Gapless edge states and their stability in two-dimensional quantum magnets

We study the nature of edge states in extrinsically and spontaneously dimerized states of two-dimensional spin-$\frac{1}{2}$ antiferromagnets, by performing quantum Monte Carlo simulation. We show that a gapless edge mode emerges in the wide region of the dimerized phases, and the critical exponent of spin correlators along the edge deviates from the value of Tomonaga-Luttinger liquid (TLL) universality in large but finite systems at low temperatures. We also demonstrate that the gapless nature at edges is stable against several perturbations such as external magnetic field, easy-plane XXZ anisotropy, Dzyaloshinskii-Moriya interaction, and further-neighbor exchange interactions.
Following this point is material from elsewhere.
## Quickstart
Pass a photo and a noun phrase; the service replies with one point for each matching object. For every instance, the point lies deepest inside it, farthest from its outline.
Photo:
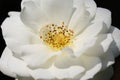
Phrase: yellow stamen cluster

The edge states exhibit non-TLL behavior, depending strongly on model parameters and kinds of perturbations. Possible ways of detecting these edge states are discussed. Properties of edge states we show in this paper could also be used as reference points to study other edge states of more exotic gapped magnetic phases such as spin liquids.

Figure 1

(a) 2D dimerized model with bond alternation along the $y$ direction. (b) 2D $J{Q}_3$ model with six-spin interaction term. The modified coupling constant $Q_3^{\prime }$ on edges is explained in Sec. 2.

Figure 2

Spin-spin correlation $|S_{\mu \mu }\left(r_x\right)|=|\langle S_{(r_x,0)}^{\mu }{S}_{(0,0)}^{\mu }\rangle |$ on the edge in the dimerized phase of (a) dimerized model and (b) $J{Q}_3$ model. Insets: Results along the bulk direction: $|B_{\mu \mu }\left(r_y\right)|=|\langle S_{(L/2,r_y)}^{\mu }{S}_{(L/2,0)}^{\mu }\rangle |$. We normalize the values of $|S_{xx}\left(1\right)|$ and $|B_{xx}\left(1\right)|$ to be unity. In the inset, we depict only the results for $B_{xx}$ because of the $SU\left(2\right)$ symmetry of the models. Errors are drawn on all symbols, but they are less than the symbol size.

Figure 3

Perturbations in the dimerized model: (a) DM interaction, (b) next-nearest-neighbor interaction, and (c) bond alternation. An open boundary condition is imposed for both $x$ and $y$ directions, and the edge state appears parallel to the $x$ direction. In panel (a), cross circles on $J$ bonds indicate the direction of the ${\mathbf{D}}_{i,j}$ vector.

Figure 4

Edge spin correlations $S_{\mu \mu }\left(r_x\right)$ of (a) dimerized model and (b) $J{Q}_3$ model under a magnetic field $H$. Circles and triangles are the transverse ($\mu =x$) and longitudinal ($\mu =z$) correlators, respectively. We have eliminated a constant part of ${\langle S_j^z\rangle }^2$ from the data of $\mu =z$. Like Fig. 2, we have used the normalization $S_{xx}\left(1\right)=1$.

Figure 5

Magnetization profile $m\left(r_y\right)=\langle S_{L/2,r_y}^z\rangle$ of the dimerized model with $J^{\prime }/J=2$ under magnetic fields $H$ at $r_x=L/2$.

Figure 6

Effects of (a) a DM interaction (equal to XXZ anisotropy), (b) a next-nearest-neighbor interaction, and (c) an extra bond alternation along the edge direction on the edge spin correlations of the dimerized model. Circles and triangles are the results of $\mu =x$ and $\mu =z$, respectively. In panel (c), we have used the semilog scale and have set a larger $J^{\prime }/J=5$ and a lower temperature $T=1/\left(2L\right)$ to depict a clear exponential-decay form of the edge correlation. In all of the panels, we have used the normalization $S_{xx}\left(1\right)=1$.

Figure 7

Schematic inelastic-neutron-scattering spectrum of a 2D spin-Peierls phase with a gapless edge mode in the space of frequency $\omega$ and the wave number $k_x$. The wave number $k_y$ is fixed to $\pi$. The weight in the low-energy region $\omega \lesssim J$ is the contribution from the edge state, the lower bound of which would be similar to the des Cloizeaux-Peason mode $\sim J\left|\sin \right(k_x\left)\right|$. The weight in the higher-energy region $\omega \gtrsim J$ comes from the gapped triplet excitations in the bulk.